Board of Cooperative Education Services Builds a Virtual Data Warehouse with Analytics/204
The Case for a Data Warehouse
Imagine all your data about a single topic coming together seamlessly from a number of disparate systems throughout your enterprise for decision support and analysis. Furthermore, the data is cleansed and possibly even transformed or aggregated for analytical use. Finally, you provide a variety of query, reporting, data mining, and analytical tools to end-users. They can explore the data freely and answer their own questions without excessive involvement from the IT department. That is the concept of a data warehouse in a nutshell.
However, building a data warehouse isn’t as simple and straightforward as the concept. Consuming a tremendous amount of programmer and financial resources, a full-blown data warehouse architecture requires the precise integration of numerous new and existing software components. As such, building a data warehouse is not a project that is lightly undertaken.
The Virtues of a Virtual Data Warehouse
Now suppose you could quickly build a virtual data warehouse as a working prototype of a data warehouse. And while you worked on the design and implementation of the data warehouse, the virtual data warehouse is up and running, fulfilling the needs of end users.

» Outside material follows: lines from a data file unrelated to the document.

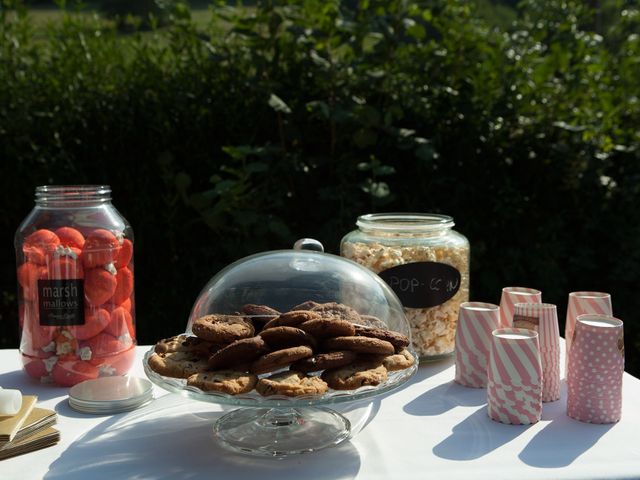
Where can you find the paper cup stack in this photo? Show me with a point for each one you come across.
(596, 367)
(543, 318)
(514, 390)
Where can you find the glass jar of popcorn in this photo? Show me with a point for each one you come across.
(74, 255)
(425, 262)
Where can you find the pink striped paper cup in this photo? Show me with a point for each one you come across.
(543, 318)
(514, 386)
(476, 321)
(596, 368)
(583, 303)
(511, 296)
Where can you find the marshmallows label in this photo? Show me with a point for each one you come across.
(61, 302)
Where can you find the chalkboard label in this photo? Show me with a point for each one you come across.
(423, 284)
(61, 302)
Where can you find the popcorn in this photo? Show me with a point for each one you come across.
(433, 329)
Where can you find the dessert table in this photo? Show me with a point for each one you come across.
(429, 428)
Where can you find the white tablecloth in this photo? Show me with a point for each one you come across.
(429, 428)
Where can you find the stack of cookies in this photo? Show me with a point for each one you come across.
(305, 351)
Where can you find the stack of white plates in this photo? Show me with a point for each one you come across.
(108, 395)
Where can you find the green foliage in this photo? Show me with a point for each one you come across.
(289, 119)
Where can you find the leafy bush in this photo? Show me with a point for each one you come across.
(286, 120)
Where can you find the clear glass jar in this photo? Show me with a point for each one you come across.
(426, 263)
(74, 255)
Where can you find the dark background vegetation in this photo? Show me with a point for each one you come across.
(228, 130)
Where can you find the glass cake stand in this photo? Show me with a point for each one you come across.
(278, 425)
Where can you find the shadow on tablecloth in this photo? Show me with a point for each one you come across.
(444, 397)
(561, 442)
(173, 438)
(18, 379)
(476, 436)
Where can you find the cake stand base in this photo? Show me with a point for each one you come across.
(277, 432)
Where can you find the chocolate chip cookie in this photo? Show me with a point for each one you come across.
(337, 310)
(371, 321)
(226, 381)
(308, 305)
(355, 375)
(396, 339)
(222, 328)
(291, 384)
(259, 314)
(177, 364)
(359, 344)
(323, 361)
(322, 328)
(186, 343)
(241, 351)
(279, 359)
(292, 319)
(284, 337)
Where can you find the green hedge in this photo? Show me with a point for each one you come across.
(287, 120)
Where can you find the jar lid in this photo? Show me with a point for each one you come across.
(107, 395)
(405, 222)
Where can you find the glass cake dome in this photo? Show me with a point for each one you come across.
(286, 280)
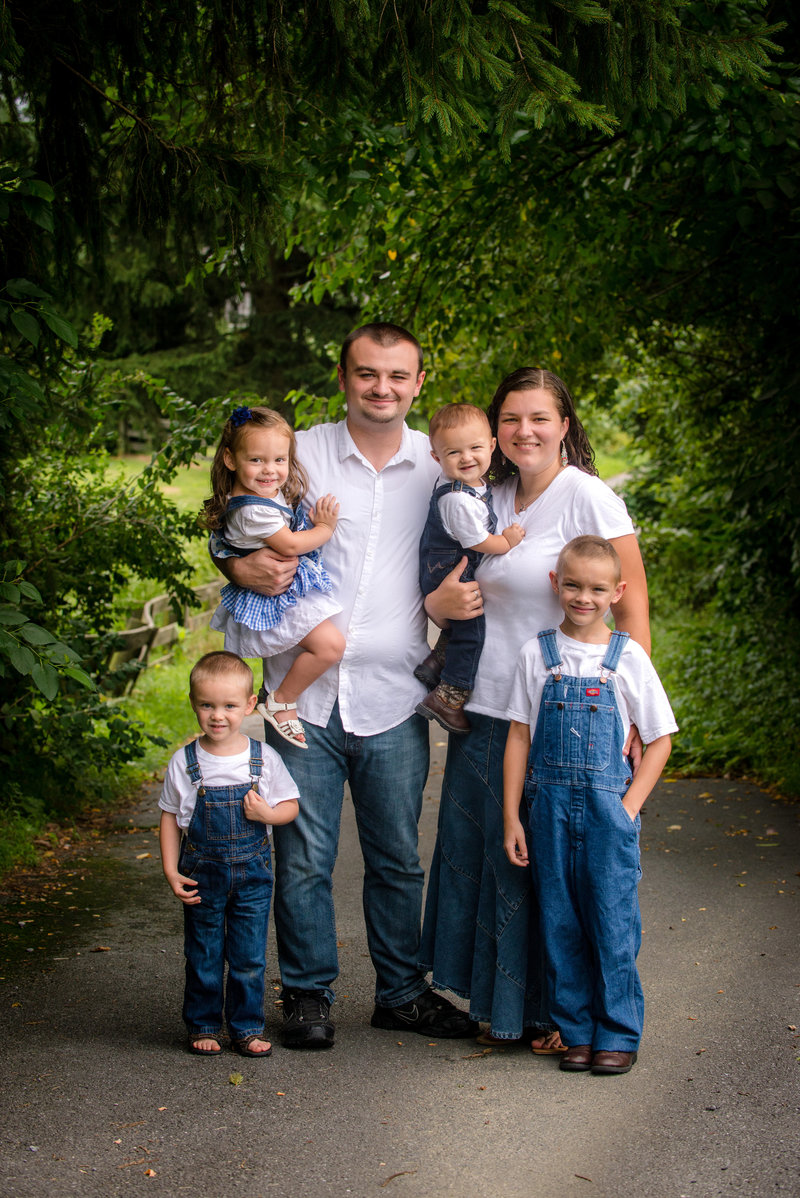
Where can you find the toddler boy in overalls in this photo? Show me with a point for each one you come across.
(220, 794)
(579, 690)
(460, 522)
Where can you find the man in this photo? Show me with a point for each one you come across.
(359, 717)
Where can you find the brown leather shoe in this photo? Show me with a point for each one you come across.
(576, 1059)
(613, 1062)
(448, 711)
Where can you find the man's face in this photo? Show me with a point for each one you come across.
(381, 382)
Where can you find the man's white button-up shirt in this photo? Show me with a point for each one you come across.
(374, 562)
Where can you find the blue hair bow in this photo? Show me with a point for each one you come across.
(240, 416)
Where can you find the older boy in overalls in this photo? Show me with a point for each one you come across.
(580, 689)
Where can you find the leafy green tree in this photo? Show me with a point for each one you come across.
(195, 128)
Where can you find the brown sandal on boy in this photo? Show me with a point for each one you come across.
(243, 1046)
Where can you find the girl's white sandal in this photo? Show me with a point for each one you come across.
(290, 730)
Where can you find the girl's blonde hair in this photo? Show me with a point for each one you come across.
(223, 478)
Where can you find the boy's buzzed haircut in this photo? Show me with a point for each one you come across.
(591, 546)
(455, 415)
(217, 664)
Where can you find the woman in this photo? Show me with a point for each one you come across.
(480, 932)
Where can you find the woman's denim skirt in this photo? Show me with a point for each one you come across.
(480, 936)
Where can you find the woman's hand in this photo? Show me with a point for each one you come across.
(515, 843)
(265, 572)
(454, 599)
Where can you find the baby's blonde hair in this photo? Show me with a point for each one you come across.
(453, 416)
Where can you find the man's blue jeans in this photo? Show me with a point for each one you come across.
(386, 773)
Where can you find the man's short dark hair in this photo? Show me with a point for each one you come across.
(382, 333)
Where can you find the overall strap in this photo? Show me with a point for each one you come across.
(455, 488)
(616, 646)
(298, 521)
(256, 760)
(549, 647)
(192, 763)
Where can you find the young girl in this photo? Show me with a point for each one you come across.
(258, 485)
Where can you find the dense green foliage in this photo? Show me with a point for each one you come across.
(606, 187)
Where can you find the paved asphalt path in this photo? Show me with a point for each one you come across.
(101, 1097)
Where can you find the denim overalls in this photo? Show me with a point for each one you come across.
(440, 554)
(229, 858)
(585, 857)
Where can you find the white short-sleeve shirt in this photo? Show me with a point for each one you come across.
(373, 560)
(465, 516)
(179, 793)
(519, 600)
(641, 697)
(249, 525)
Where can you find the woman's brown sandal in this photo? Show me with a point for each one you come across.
(195, 1038)
(243, 1046)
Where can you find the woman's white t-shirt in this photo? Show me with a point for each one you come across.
(519, 600)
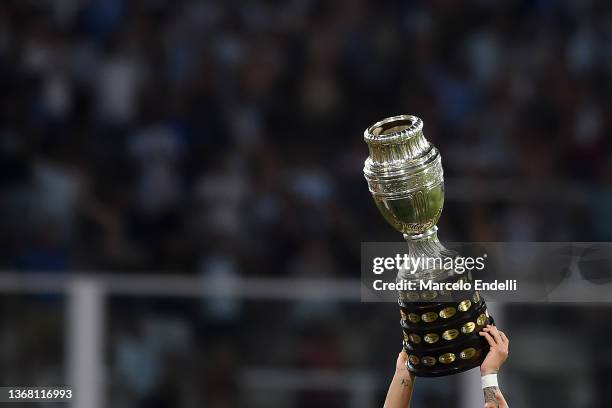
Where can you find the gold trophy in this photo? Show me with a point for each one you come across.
(404, 175)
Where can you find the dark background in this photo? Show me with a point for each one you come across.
(224, 139)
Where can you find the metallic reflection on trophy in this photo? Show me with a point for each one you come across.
(405, 177)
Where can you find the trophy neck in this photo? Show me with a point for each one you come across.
(422, 241)
(426, 245)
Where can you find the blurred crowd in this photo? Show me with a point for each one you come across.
(224, 138)
(188, 135)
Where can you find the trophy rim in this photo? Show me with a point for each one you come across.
(414, 129)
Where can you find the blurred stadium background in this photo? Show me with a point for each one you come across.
(183, 204)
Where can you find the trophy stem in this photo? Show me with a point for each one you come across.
(426, 245)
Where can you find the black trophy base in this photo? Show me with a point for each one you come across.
(441, 332)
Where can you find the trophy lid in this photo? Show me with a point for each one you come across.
(397, 140)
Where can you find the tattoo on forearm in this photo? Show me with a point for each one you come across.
(490, 395)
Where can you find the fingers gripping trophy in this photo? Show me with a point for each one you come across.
(404, 175)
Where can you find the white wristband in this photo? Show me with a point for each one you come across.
(489, 380)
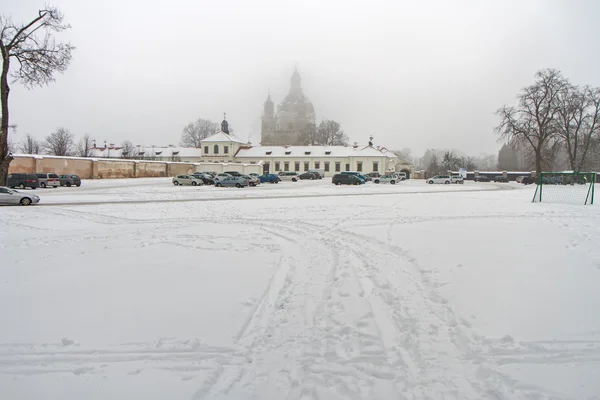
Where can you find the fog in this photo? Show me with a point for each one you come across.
(412, 74)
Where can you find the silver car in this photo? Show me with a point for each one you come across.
(14, 197)
(232, 181)
(181, 180)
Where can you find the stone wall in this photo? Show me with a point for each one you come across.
(92, 168)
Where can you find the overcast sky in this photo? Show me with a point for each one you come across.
(413, 74)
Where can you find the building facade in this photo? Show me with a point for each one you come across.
(286, 126)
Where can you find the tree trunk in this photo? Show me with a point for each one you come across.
(5, 157)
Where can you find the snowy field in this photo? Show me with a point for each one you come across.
(136, 289)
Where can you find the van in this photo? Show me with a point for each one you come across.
(22, 181)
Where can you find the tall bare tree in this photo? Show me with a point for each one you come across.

Unlike a data warehouse, the virtual data warehouse does not store data separately from the operational store. It applies appropriate business intelligence tools against views of operational data, providing the end-user with some decision support capabilities quickly and easily. And because users can satisfy most of their own information requests, the IT department - particularly of a small or mid-size company - can devote more time to the design and implementation of the data warehouse.

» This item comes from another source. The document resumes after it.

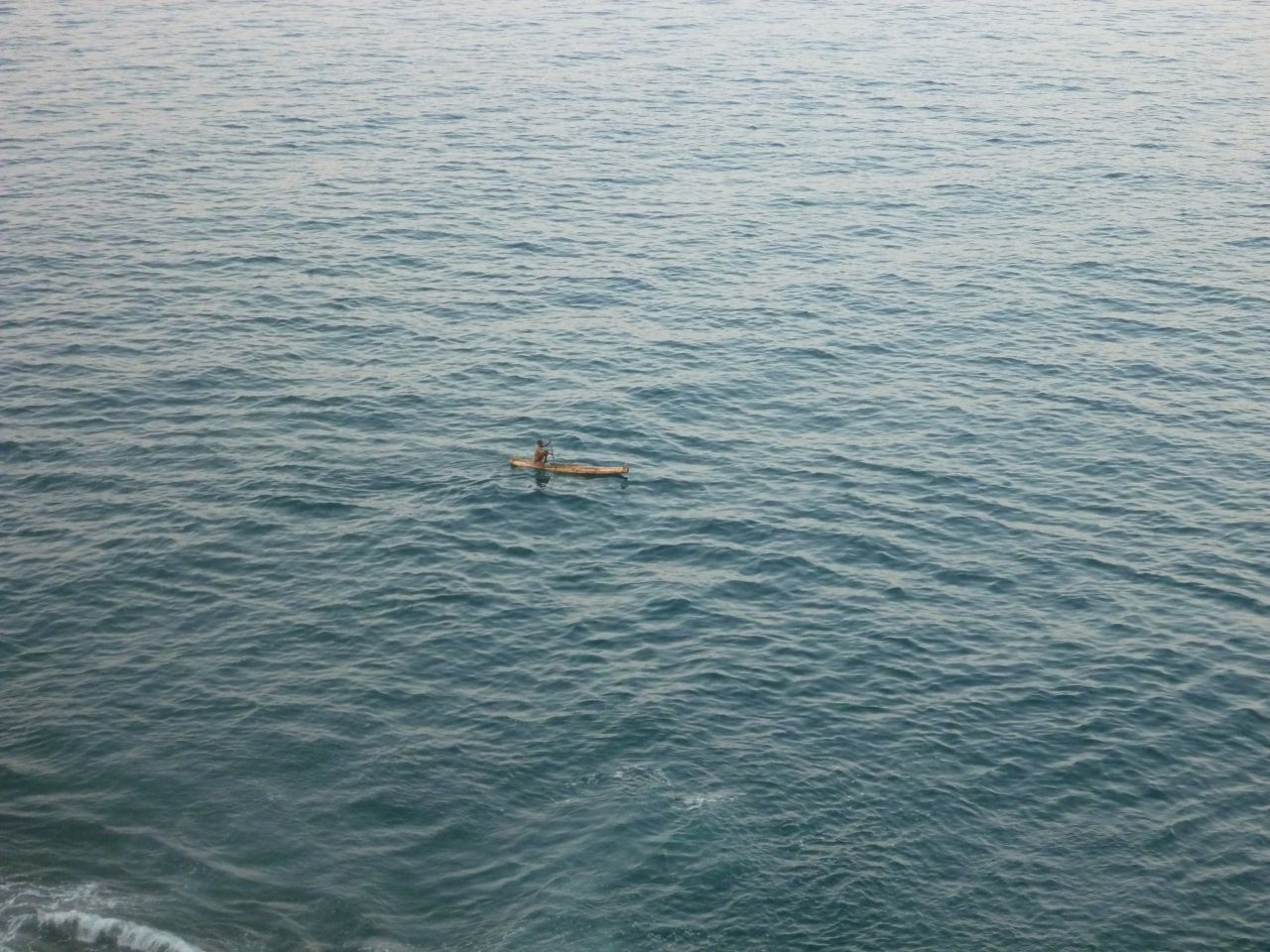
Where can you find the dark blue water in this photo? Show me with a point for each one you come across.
(933, 616)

As one Model 204 user has discovered, the recently-released Analytics/204 product is the ideal business intelligence tool for building a virtual data warehouse.

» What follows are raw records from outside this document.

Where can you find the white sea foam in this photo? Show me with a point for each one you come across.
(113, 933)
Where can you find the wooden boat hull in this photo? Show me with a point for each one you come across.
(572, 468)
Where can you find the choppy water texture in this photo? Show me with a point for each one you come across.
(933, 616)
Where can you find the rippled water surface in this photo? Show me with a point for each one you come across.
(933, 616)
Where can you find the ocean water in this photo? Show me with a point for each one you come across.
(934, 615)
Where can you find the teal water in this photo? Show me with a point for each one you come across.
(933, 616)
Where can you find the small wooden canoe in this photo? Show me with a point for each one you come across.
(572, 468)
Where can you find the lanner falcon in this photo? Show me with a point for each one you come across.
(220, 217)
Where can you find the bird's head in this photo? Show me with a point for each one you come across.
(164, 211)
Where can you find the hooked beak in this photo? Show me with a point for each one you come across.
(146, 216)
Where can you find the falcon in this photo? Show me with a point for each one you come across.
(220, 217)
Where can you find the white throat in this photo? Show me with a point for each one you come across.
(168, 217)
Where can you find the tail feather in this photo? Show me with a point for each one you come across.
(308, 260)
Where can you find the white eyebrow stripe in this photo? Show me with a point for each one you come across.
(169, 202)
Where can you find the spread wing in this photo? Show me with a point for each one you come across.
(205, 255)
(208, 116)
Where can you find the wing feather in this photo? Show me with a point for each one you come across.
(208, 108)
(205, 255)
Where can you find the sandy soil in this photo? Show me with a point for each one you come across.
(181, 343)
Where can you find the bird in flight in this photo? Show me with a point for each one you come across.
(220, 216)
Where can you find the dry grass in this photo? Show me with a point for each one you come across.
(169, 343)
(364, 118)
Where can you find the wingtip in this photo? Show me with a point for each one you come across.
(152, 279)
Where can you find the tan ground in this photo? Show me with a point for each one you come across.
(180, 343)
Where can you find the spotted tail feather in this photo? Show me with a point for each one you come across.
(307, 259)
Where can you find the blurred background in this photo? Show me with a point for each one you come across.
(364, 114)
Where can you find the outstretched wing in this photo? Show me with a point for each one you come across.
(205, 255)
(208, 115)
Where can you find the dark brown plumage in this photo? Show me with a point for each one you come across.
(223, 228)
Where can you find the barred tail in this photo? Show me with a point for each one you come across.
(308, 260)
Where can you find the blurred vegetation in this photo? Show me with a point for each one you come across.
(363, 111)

The Board of Cooperative Education Services (BOCES) in Syracuse, New York, provides student-oriented research data to approximately 2,500 school principals, administrators and researchers in almost every school district in the state. Every request differs; each involves vast information about any number of students and requires that results be displayed in diverse formats. Recently, despite their best efforts to keep up with the ever-growing demand, IT began to fall behind with reports. They knew they needed a data warehouse.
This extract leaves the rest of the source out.